Malgré la quantité de visiteurs que reçoit le site chaque année, les autorités nationales et locales n’ont pris aucune décision pour assurer sa protection. La sécurité et l’entretien du site ne sont pas les priorités de la mairie de Pétion-Ville : seulement trois gardiens pour sécuriser un site étendu sur (9) neuf hectares de terre, aucun personnel pour le nettoyage du parc après les activités des jours fériés ou les fins de semaines, et les déchets sont brûlés. Par ailleurs, le fait de brûler les déchets sur le site est une grave menace pour l’environnement.

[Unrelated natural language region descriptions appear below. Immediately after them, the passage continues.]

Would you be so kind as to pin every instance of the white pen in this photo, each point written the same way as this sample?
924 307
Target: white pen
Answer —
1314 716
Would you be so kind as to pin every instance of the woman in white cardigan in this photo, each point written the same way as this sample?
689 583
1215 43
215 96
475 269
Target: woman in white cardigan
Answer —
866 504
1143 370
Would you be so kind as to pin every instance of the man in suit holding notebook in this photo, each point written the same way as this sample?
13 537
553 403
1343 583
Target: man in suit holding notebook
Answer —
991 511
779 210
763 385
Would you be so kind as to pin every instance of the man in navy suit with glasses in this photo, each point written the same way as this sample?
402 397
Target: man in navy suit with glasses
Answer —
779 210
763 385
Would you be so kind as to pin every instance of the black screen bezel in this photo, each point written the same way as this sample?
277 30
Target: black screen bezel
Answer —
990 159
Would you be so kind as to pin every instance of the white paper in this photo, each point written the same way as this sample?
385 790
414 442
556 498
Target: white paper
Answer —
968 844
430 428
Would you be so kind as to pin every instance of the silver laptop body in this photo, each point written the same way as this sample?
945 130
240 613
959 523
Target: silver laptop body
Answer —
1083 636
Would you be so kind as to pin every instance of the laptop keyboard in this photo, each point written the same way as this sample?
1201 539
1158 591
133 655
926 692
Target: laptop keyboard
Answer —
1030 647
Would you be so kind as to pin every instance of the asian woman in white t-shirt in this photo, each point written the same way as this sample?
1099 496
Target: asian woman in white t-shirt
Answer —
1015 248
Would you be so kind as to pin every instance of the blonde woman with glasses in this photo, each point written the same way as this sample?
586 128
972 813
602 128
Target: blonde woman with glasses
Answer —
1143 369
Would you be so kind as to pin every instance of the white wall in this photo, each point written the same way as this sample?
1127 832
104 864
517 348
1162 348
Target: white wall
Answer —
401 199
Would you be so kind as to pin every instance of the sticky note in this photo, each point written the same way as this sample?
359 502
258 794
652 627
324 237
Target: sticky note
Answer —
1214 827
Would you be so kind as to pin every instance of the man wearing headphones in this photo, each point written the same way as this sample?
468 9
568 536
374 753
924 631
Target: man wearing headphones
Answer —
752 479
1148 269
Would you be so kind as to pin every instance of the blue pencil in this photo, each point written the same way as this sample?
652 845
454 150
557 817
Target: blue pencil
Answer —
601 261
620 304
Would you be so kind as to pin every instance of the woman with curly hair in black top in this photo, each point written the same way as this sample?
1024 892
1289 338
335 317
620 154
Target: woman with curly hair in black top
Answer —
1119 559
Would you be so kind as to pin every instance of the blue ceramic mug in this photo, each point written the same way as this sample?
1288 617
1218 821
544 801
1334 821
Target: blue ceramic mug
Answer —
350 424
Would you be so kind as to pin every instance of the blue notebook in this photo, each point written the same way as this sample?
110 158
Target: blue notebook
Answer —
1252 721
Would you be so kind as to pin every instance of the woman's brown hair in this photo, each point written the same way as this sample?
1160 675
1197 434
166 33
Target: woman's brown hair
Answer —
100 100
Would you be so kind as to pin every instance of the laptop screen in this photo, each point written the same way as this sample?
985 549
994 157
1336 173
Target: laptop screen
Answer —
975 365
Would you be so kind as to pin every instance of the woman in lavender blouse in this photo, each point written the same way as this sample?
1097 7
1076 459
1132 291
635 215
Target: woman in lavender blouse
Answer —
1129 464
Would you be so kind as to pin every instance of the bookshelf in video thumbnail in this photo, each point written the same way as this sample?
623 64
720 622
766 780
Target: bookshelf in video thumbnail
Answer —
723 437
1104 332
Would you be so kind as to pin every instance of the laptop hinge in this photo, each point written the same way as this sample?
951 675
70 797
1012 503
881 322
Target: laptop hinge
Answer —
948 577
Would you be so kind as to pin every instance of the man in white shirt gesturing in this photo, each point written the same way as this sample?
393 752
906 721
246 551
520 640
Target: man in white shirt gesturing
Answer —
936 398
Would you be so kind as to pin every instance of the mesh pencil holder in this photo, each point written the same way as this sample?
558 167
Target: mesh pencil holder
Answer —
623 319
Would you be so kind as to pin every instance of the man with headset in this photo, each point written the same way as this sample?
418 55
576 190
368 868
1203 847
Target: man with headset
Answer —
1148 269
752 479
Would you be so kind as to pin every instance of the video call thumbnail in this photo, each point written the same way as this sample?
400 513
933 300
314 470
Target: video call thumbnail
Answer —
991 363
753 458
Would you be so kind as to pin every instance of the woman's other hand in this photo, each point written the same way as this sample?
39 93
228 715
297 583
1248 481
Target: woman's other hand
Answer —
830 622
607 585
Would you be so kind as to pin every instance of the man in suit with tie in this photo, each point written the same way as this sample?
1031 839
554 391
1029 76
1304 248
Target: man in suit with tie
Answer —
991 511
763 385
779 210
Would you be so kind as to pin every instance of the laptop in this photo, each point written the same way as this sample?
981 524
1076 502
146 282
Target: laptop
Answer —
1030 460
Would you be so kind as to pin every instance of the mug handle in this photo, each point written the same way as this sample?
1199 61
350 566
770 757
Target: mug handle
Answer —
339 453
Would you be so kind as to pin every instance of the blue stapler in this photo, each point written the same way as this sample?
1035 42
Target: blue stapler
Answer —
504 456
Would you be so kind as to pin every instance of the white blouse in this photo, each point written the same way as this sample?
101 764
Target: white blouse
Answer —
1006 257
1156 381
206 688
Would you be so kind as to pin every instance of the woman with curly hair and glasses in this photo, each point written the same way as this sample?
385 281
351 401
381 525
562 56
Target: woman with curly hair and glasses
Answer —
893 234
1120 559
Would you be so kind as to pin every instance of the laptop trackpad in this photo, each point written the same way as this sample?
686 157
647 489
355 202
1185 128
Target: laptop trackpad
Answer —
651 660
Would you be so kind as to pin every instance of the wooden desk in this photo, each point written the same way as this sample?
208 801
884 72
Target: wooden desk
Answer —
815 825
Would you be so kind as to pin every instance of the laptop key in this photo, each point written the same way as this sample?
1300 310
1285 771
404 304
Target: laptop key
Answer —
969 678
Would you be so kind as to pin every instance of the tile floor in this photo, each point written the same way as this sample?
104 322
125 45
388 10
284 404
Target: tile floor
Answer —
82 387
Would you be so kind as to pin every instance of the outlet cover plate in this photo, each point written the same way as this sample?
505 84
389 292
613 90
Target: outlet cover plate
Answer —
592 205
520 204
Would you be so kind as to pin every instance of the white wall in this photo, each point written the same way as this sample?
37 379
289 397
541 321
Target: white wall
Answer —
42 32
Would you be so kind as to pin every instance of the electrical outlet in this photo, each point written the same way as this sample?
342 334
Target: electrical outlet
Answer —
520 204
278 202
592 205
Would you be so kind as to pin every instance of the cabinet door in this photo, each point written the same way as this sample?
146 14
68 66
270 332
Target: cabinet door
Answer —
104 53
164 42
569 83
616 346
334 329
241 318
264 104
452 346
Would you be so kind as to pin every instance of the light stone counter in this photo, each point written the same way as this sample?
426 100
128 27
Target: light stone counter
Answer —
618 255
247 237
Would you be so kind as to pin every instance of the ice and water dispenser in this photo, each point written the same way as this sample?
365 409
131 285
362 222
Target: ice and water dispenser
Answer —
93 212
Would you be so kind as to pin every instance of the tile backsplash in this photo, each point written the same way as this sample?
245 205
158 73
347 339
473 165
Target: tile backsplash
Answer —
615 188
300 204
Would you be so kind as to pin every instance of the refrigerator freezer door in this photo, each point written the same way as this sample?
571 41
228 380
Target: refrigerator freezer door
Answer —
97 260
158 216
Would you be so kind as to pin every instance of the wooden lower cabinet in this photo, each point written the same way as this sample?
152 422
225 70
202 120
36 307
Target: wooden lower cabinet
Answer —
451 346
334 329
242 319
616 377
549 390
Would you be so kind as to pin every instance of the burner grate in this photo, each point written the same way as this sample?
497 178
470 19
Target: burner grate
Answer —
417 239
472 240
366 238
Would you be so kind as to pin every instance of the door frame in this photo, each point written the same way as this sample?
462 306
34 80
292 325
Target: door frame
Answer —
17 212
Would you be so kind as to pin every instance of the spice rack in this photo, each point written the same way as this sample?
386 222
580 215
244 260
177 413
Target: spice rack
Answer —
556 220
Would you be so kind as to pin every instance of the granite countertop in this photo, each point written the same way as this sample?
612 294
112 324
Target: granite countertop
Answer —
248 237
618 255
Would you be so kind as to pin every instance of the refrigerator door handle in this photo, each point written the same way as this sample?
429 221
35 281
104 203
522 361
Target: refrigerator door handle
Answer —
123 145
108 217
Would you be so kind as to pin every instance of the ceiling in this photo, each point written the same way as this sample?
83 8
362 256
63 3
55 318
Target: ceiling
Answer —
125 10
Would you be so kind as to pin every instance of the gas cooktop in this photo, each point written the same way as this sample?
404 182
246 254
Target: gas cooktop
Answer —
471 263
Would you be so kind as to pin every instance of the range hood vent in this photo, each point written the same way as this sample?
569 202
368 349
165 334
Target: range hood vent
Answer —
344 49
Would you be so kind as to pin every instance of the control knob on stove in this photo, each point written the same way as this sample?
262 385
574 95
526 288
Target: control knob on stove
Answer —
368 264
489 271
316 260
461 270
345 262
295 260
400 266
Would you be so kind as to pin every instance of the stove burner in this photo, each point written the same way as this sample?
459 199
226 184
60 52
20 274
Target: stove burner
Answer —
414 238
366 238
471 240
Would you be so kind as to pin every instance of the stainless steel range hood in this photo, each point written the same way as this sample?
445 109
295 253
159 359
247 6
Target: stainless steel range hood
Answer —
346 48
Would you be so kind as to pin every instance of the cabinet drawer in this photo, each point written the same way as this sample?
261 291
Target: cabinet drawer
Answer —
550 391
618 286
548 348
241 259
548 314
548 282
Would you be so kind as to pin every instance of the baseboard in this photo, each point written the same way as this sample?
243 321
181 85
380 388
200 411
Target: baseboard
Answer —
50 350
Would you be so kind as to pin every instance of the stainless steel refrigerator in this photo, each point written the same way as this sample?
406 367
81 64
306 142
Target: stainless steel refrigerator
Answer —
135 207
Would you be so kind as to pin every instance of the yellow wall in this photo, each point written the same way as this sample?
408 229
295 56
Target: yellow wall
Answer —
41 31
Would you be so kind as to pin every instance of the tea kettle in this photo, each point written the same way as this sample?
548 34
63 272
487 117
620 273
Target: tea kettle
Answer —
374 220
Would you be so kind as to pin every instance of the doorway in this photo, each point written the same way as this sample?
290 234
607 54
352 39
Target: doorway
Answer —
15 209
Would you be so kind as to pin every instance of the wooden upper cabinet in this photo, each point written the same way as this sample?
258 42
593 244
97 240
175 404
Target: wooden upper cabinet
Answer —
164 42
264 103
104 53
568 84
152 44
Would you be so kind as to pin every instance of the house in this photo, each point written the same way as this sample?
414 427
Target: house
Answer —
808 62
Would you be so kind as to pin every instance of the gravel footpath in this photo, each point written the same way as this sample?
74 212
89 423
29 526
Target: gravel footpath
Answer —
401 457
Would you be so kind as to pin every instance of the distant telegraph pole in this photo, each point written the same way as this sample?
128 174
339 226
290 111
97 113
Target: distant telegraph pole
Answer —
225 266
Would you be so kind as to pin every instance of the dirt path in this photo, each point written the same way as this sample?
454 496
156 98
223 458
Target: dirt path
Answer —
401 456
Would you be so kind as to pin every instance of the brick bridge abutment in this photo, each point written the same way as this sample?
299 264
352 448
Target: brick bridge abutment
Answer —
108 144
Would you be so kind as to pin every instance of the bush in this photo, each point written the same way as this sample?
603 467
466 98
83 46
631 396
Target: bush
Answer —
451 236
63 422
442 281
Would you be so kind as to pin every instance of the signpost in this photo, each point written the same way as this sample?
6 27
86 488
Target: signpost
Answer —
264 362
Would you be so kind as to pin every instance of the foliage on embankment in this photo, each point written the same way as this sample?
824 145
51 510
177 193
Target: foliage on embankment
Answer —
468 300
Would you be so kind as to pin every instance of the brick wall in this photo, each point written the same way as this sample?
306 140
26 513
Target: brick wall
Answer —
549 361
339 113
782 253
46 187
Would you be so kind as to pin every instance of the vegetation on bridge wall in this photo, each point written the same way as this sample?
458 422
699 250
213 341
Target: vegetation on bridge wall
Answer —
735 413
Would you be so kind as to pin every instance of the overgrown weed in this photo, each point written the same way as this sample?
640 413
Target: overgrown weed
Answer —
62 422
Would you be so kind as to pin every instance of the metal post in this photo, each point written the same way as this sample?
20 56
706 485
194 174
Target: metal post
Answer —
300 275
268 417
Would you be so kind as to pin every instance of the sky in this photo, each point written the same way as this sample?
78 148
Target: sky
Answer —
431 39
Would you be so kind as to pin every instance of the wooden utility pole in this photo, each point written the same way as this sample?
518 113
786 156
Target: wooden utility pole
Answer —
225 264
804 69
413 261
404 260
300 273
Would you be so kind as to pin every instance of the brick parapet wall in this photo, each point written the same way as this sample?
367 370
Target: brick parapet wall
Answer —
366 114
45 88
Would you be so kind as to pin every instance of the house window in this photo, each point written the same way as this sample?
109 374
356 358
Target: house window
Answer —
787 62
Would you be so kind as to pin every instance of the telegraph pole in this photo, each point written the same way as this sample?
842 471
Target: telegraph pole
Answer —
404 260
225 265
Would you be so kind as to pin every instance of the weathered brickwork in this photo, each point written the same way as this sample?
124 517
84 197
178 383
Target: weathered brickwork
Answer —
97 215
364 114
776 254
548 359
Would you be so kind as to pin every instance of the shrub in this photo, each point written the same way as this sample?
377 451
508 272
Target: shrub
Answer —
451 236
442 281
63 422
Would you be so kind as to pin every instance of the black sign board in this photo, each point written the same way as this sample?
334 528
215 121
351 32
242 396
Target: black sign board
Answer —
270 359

Le parc n’a aucune structure administrative, pas de Plan de Sauvegarde et de Mise en Valeur (PSMV) ni même de plan stratégique (mission, Vision et Objectifs), laissant aux visiteurs une grande liberté sur le site. Certains d’entre eux, de connivence avec les agents de sécurité, pratiquent des actes sexuels à l’intérieur du monument, ce qui a un impact négatif sur l’image de ce lieu historique. Nombre d’habitants de la zone interdisent même à leurs adolescents de venir sur le site parce que c’est un lieu de désordre où l’alcool, la drogue et même la prostitution clandestine sont très présents. Les personnes qui visitent le parc pour la première fois ne cachent pas leur indignation et les parents qui viennent avec leurs enfants sont souvent choqués par le comportement de certains jeunes sur ce lieu historique et symbolique.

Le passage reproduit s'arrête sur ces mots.